Ce n'est pas une blague, Turgay Olcayto, qui occupait les fonctions de membre du conseil d'administration, de secrétaire général et de président de la TGC depuis 1994, soit pendant 29 ans, est remplacé par Vahap Munyar, un membre du conseil d'administration tout aussi ancien qui occupe le poste de « vice-président » depuis plus de vingt ans…

Alors, quelle est la raison de ce changement ?

Il semble que Turgay Olcayto, âgé de 86 ans, ait enfin conclu qu'il était « vieux » et ait décidé de déménager à Antalya…

Si seulement il n'avait pas déménagé à Antalya, il aurait pu occuper ce poste à vie…

*

Alors, qui est Vahap Munyar, son remplaçant ?

Tout d'abord, je dois préciser qu'il est mon ami, tant de l'école que de la profession.

C'est l'une des meilleures personnes que je connaisse…

Je ne pense pas qu'il y ait une seule personne au monde qui ne l'aime pas…

En tant qu'« être humain », je l'apprécie beaucoup également.

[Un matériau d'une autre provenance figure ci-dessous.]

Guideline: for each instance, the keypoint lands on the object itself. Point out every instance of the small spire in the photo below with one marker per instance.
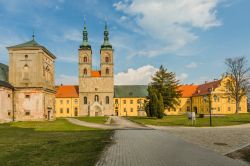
(85, 43)
(106, 43)
(33, 35)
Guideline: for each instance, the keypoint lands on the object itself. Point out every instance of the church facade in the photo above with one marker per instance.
(30, 84)
(96, 87)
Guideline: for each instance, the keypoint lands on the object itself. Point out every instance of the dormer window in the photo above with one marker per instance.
(106, 59)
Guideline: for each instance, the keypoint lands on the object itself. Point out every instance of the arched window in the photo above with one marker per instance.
(107, 100)
(85, 100)
(85, 59)
(107, 70)
(85, 71)
(96, 98)
(26, 72)
(106, 59)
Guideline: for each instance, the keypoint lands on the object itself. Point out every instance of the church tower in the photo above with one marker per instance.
(96, 87)
(106, 55)
(85, 55)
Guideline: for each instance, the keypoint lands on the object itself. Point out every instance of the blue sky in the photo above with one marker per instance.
(189, 37)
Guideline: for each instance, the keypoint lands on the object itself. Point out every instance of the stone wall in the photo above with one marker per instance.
(6, 107)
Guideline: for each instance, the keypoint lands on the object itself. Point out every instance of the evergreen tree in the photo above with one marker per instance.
(160, 111)
(162, 93)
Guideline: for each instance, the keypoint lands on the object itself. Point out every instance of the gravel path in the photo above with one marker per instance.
(220, 139)
(158, 148)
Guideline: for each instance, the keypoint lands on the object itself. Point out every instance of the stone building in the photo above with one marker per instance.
(96, 88)
(31, 73)
(6, 95)
(67, 101)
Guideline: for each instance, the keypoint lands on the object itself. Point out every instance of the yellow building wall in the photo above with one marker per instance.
(67, 107)
(129, 106)
(182, 108)
(221, 102)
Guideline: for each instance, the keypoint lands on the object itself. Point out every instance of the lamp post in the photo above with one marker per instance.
(209, 107)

Comme il me connaît très bien, il connaît aussi mon habitude de dire « le roi est nu », et j'espère qu'il ne m'en voudra pas d'avoir écrit cet article.

Mais la qualité d'être « la meilleure personne au monde » ne devrait pas suffire à Vahap pour occuper un siège aussi important que la présidence de l'Association des journalistes de Turquie…

Pourquoi ?

Parce que, bien qu'il soit une très bonne personne, Vahap est un journaliste qui ne respecte pas la Déclaration des droits et responsabilités publiée par l'Association dont il fait partie depuis des années…

La section de cette déclaration intitulée « Intérêts et conditions institutionnels » est rédigée comme suit :

« Il ne faut pas participer à des voyages dont les frais sont couverts par des entreprises commerciales, en échange de publications contenant la promotion de produits ou de marques. Dans les cas exceptionnels où un voyage dont les frais sont couverts est effectué, si un article est rédigé, il doit être clairement indiqué qu'il s'agit d'une invitation. »

*

Vahap Munyar a travaillé pendant très longtemps comme directeur économique au Hürriyet, le navire amiral de la presse turque.

Selon les propres termes d'Ertuğrul Özkök, alors rédacteur en chef du Hürriyet, « il a passé plus de temps dans sa vie professionnelle à participer à des voyages d'entreprises sur invitation qu'à son journal. »

Si vous demandez « qui est la personne qui voyage le plus à l'étranger sur invitation d'entreprises en Turquie ? », cette personne est sans aucun doute, et de loin, Vahap Munyar…

Je ne pense même pas qu'il se souvienne du nombre de passeports qu'il a dû changer parce qu'il n'y avait plus de place pour les tampons !

Certes, il lui est arrivé d'écrire dans ses articles ou reportages après ses voyages d'affaires qu'il y était allé « sur invitation » ; mais il lui est aussi arrivé de ne pas le faire…

De plus, en raison de l'unité d'information qu'il dirigeait, il est tout à fait naturel qu'il n'ait pas pu refuser ces invitations.

Mais dans ce cas, mes chers amis dirigeants de l'Association des journalistes de Turquie, vous auriez dû soit changer Vahap, soit changer la Déclaration…

Vous n'avez fait ni l'un ni l'autre…

Et pour couronner le tout, vous avez porté ce « recordman des voyages et des invitations », ce frère au cœur d'or, à la « présidence » aujourd'hui…

*

Que dire ; je souhaite que cette décision soit bénéfique à votre administration…

Cependant, je ne pense pas que Vahap, qui est déjà au conseil d'administration depuis près de 30 ans, apportera quelque chose de nouveau à la TGC, au métier de journaliste et à la liberté de la presse, si ce n'est trouver de nouveaux sponsors.